Ülkemizde işlenebilen tarım alanlarının yaklaşık sadece % 11’inde yem bitkileri tarımı yapılmakta olup, yem bitkisi yetiştirilme alanı % 20 seviyelerinde olmalıdır. 2021 TUİK verilerine göre ülkemizde HB olarak 23.839.729 baş hayvan ve 71.278.656 ton kaba yem ihtiyacı bulunmaktadır.
Ülkemizin kaba yem açığı BÜGEM verilerine göre 27 milyon ton civarındadır. İklim değişikliğinin ülkemizde daha çok kuraklık olarak ortaya çıkacağı göz önüne alındığında açığın artması beklenmektedir.
AB27'deki çiftlik hayvanları 2021/2022'de tahmini 644 milyon ton yem tüketti ve bunun yaklaşık %23'ü karma yem üreticileri tarafından üretildi.
Pahalı et ve pahalı sütün temel sebebi yem maliyetinin yüksek olmasıdır.
Hayvancılık yapanların yem bitkisi üretmeleri ilave desteklerle teşvik edilmeli, sulanabilir alanlar artırılmalı. Kuraklığa dayanıklı yem bitkileri geliştirilmeli ve bunların üretimi teşvik edilmeli.
Desteklemeler
Hayvansal ürünlerde arz güvenliğini sağlamak üzere desteklemeler planlanmaktadır. Hiç destek verilmeyen kanatlı sektöründe arz güvenliği sorunu yok iken destekleme bütçesinin neredeyse tamamını alan kırmızı et ve süt üretim sektörü her yıl arz güvenliği sorunu yaşamakta.
Desteklerin sonuç odaklı ve ölçülebilir hedefli olarak planlanması gerekir. Aksi halde verilen destekler kamu kaynaklarının israf edilmesinden başka bir işe yaramaz.
Süt ve et desteği yerine piyasa müdahalesi mekanizması ile ürün stok desteği verilmelidir.

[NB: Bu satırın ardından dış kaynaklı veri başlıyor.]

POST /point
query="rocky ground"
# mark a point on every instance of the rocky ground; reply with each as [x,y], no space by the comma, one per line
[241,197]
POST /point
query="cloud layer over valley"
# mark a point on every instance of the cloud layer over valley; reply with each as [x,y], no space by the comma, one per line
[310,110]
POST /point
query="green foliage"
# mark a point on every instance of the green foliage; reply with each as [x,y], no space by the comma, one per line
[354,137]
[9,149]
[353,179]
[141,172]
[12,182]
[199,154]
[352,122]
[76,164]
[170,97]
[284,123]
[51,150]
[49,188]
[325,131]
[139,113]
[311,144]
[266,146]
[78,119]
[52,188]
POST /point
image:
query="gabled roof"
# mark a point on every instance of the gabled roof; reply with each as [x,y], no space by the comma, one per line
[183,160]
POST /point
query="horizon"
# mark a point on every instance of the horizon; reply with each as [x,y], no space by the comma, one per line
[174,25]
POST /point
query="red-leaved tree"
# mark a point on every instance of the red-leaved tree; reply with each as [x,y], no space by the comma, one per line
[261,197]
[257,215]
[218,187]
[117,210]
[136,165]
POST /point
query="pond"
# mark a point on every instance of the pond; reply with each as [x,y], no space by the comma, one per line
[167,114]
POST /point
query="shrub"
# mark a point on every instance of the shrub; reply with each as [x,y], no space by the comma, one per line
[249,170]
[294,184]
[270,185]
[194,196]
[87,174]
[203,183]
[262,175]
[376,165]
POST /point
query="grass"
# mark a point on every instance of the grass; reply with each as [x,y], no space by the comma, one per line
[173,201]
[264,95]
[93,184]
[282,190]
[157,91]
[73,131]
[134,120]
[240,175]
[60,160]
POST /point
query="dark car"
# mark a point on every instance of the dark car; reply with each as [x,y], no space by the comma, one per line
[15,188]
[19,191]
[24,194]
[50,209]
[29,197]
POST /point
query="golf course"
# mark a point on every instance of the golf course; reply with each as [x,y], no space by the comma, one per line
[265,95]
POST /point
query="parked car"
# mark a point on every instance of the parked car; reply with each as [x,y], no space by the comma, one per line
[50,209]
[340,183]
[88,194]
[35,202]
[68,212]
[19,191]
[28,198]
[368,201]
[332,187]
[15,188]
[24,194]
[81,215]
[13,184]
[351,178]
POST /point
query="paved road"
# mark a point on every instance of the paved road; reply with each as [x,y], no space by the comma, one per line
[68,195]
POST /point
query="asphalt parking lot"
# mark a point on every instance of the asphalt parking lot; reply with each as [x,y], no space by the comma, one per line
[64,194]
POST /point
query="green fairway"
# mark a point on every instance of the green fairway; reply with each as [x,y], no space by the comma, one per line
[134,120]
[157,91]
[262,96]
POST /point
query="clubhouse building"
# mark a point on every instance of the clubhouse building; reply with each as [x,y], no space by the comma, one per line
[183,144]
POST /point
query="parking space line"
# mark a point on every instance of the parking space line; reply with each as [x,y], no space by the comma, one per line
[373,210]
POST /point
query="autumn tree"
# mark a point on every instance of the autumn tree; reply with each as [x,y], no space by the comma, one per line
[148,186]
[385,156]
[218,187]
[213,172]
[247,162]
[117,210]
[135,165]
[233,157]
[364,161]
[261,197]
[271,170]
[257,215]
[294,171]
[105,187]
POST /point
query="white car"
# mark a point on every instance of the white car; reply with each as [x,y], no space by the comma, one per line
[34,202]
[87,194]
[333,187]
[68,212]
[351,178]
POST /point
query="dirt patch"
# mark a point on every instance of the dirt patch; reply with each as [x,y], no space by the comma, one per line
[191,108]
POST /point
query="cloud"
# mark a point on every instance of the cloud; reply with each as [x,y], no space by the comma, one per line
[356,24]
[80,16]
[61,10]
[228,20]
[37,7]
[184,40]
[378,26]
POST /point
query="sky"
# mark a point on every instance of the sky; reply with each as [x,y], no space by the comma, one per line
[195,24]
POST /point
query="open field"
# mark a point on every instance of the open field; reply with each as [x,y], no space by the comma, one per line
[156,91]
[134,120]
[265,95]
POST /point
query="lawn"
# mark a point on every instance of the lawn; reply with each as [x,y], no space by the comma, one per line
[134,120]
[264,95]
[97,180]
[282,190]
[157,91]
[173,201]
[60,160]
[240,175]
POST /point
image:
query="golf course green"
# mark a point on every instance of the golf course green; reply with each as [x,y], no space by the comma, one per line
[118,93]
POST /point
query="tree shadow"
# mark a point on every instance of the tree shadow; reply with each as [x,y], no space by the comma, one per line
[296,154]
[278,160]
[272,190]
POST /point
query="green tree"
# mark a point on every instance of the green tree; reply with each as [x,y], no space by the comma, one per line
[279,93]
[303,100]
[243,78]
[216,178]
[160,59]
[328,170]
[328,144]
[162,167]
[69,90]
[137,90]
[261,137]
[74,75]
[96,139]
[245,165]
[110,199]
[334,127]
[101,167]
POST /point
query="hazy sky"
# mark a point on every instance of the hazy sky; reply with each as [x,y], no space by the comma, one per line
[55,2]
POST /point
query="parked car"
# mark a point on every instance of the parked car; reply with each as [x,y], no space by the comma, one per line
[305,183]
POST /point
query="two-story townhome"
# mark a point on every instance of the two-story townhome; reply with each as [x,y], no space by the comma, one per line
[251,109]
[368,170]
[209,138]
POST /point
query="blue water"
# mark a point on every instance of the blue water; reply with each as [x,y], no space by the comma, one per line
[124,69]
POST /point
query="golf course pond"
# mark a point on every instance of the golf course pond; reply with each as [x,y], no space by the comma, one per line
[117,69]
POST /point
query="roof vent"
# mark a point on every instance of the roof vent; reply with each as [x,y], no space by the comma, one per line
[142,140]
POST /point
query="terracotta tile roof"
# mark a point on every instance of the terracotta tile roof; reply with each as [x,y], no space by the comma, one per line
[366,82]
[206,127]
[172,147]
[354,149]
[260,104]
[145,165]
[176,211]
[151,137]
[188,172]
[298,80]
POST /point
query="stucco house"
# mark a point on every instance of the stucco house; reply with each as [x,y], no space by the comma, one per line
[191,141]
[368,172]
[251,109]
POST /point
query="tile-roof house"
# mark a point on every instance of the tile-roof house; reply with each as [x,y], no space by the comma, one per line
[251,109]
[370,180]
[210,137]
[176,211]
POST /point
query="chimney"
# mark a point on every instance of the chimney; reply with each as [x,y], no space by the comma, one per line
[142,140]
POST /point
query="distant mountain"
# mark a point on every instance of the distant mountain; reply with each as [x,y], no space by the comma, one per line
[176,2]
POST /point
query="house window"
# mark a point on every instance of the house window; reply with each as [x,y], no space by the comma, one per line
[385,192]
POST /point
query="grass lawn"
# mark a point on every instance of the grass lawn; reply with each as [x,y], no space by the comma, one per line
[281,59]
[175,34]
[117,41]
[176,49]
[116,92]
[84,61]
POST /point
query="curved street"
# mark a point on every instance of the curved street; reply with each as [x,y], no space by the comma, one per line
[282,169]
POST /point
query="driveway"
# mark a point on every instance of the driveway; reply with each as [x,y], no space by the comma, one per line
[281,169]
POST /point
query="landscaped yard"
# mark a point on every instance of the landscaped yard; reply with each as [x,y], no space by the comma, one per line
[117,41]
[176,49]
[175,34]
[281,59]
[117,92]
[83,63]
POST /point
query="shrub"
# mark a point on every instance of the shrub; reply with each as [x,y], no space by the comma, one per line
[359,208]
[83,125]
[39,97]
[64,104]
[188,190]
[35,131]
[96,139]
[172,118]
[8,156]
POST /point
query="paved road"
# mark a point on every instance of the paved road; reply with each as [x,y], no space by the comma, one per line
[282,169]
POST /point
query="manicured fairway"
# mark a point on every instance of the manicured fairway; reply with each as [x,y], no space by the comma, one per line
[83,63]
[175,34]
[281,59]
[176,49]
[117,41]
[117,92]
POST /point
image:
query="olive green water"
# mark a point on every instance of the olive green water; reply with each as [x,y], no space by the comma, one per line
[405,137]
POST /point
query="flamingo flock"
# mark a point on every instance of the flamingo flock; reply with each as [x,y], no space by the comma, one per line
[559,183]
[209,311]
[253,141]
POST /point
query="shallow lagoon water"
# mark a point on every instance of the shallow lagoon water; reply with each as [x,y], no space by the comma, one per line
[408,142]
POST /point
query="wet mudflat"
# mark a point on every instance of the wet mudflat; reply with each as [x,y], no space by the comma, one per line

Sektör taraflarının katılımı ile şeffaf olarak ürün maliyetleri belirlenmeli, takip edilmeli ve belirlenen müdahale sınırının altına düştüğünde süt ve et için müdahale alımı yapılmalı. İstekli sanayicilere de stok desteği verilerek ürün almaları teşvik edilmelidir.
Güvenilir veriler ve hayvancılık istatistikleri
Hayvansal Üretim İstatistikleri, hayvancılık politikalarının tasarımında ve hayvancılık sektörünün gelişmesinde önemli bir rol oynamaktadır. Bu istatistikler tarımsal kalkınma ve yatırım açısından projeksiyon yapmayı ve stratejik bilgi vermeyi mümkün kılar. Tarım ve Orman Bakanlığı'nın ülkenin hayvancılık politikasını belirleyip yürütebilmesi veya hayvancılık sektöründe faaliyet gösterenlerin yatırım planlayabilmesi için hayvancılıkla ilgili doğru verilere ihtiyaçları bulunmaktadır.
Doğru ve düzenli istatistiki veri olmadığı sürece de hayvancılık politikalarının başarıya ulaşma şansı yoktur.